ものの二分で着替え終えると、リョーマはまだ話している三人を置いてさっさと出て行った。本当にはやくしないと、また海堂に怒られてしまうからだ。
駆け足でコートへとはいると、そこにはもうストレッチをはじめている部員が大半だった。そのなかにリョーマも混じって体をほぐしはじめる。
間に合ってよかった……。そう思いながら、リョーマが運動をしていると、上からずっしりとした重みがかかる。覚えのあるこの重みは、あの人に違いない。
すこし意外だな、という気持を抱きながらリョーマは上を仰いだ。

「何してんすか、菊丸先輩」
「あれれー。なんでわかったの?おちび」
「こんなことしてくる人なんてあんたくらいのものですから」
ふう、とリョーマが呆れたように溜息をつくものの、菊丸はとくに怒るようすもなく笑っている。にこにこと笑う人好きのする笑みは久しぶりに見るもので、リョーマは懐かしさも感じながらそれを見つめた。
部活を引退した三年生とめぐりあうことは、同じ棟とはいっても、学内ではあまりないのだ。
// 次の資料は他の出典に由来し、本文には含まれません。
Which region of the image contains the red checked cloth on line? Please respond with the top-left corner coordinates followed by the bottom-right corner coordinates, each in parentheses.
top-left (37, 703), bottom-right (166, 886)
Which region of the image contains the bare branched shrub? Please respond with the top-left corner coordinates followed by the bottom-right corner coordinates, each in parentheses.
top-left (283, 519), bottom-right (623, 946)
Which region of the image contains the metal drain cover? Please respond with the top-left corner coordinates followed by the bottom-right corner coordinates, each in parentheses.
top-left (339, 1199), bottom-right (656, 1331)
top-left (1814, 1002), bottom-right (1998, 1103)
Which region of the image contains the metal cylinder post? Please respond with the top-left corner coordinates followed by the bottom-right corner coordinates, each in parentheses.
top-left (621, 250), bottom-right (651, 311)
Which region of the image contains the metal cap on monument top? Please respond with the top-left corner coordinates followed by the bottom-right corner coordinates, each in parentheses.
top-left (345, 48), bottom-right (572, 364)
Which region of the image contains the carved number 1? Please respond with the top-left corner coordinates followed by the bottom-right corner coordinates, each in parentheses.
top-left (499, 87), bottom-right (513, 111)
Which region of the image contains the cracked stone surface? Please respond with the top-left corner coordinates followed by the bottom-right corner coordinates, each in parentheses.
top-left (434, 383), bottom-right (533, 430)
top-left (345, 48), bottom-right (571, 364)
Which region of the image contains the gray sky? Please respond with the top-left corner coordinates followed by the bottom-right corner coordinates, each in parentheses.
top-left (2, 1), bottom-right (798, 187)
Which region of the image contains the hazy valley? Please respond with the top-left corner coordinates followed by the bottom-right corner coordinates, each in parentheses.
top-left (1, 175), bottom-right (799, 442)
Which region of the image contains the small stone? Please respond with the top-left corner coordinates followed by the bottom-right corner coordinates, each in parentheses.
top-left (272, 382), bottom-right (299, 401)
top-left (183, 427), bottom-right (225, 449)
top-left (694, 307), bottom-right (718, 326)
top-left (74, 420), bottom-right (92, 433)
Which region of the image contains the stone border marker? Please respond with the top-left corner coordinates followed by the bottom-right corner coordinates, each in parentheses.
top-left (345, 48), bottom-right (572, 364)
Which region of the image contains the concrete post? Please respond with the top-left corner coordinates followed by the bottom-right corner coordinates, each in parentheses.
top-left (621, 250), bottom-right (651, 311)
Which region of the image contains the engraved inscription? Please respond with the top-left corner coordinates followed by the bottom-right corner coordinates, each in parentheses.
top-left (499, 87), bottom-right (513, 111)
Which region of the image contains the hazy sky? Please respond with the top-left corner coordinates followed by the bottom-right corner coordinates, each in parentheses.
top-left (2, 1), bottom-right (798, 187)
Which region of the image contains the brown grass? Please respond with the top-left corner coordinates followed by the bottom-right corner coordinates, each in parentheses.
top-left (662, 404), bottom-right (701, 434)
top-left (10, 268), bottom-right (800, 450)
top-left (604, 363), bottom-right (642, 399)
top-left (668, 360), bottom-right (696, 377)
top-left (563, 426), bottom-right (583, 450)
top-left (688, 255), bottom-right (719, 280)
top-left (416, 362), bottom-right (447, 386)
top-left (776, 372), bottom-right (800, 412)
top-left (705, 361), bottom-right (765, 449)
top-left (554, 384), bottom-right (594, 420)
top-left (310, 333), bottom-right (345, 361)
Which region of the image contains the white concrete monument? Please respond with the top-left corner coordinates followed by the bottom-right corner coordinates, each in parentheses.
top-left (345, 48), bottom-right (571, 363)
「それにしても、どうしたんすか。こんな朝早い時間から…」
じとっとした視線でとがめるような意味をふくめて見つめてみると、菊丸はぷうと頬をふくらまして不機嫌そうな顔をするが、リョーマの言葉に慣れているせいもあってたいして気にしてはいない。
「これあげる!」
満面の笑みつきでリョーマの手に渡されたのは、可愛らしい袋だった。てのひらサイズのそれは半透明の袋で、透けて見えるなかには綺麗にやけたドロップクッキーがはいっていた。その袋の中身をみとめたリョーマは、きょとんと眼をまるくして菊丸を見上げた。

「誕生日おめでとうっ。おちび」
お前もついに十三歳なんだね〜。と笑いながら頭をぐりぐりと撫でられて、リョーマは目を白黒させながらされるがままだった。今日は十二月二十四日、世間ではクリスマス・イヴでもあるのだが、リョーマにとっては自分の誕生日であったのだ。
( ああ。だから菜々子さんは…………。 )
朝に今日は寄ってかえってくるのか、と聞いてきた菜々子のようすが思い浮かんで、きっと誕生日だから聞いてきたんだろうなと思ってリョーマはうれしくおもった。正直自分の誕生日はイヴということもあり、アメリカでは現地の宗教のせいかクリスチャンはミサに出てクリスマスは日本のようにどんちゃん騒ぎをすることはないし、リョーマ自身もあまり意識していなかった。プレゼントこそおなじスクールの生徒からもらっていたこともあったが、まわりのみんなのようにパーティを開くことも少なかったせいか、誕生日をこうやって他人から祝ってもらうことは、気恥しくて、心がくすぐられるようなおもいになる。
リョーマは純粋に祝ってくれる菊丸を前に、いつものような態度をとることもなく、うれしそうにわずかに微笑んで「Thank you」と言って頬にキスをおくった。
そのリョーマの行動に菊丸は照れたようにわらって、「ぜーったい美味しいから!俺の自信作!」と言った。
「楽しみにしてるっす」とリョーマは口の端をあげて笑い、そのクッキーを割らないためにもそれを部室へと置きに行った。すこしだけ袋からもれてにおう甘いバターのにおいに、再度頬を緩めた。甘いものが特別に好き、というわけではなかったけれど、純粋に祝ってくれる気持がなによりうれしかったからだった。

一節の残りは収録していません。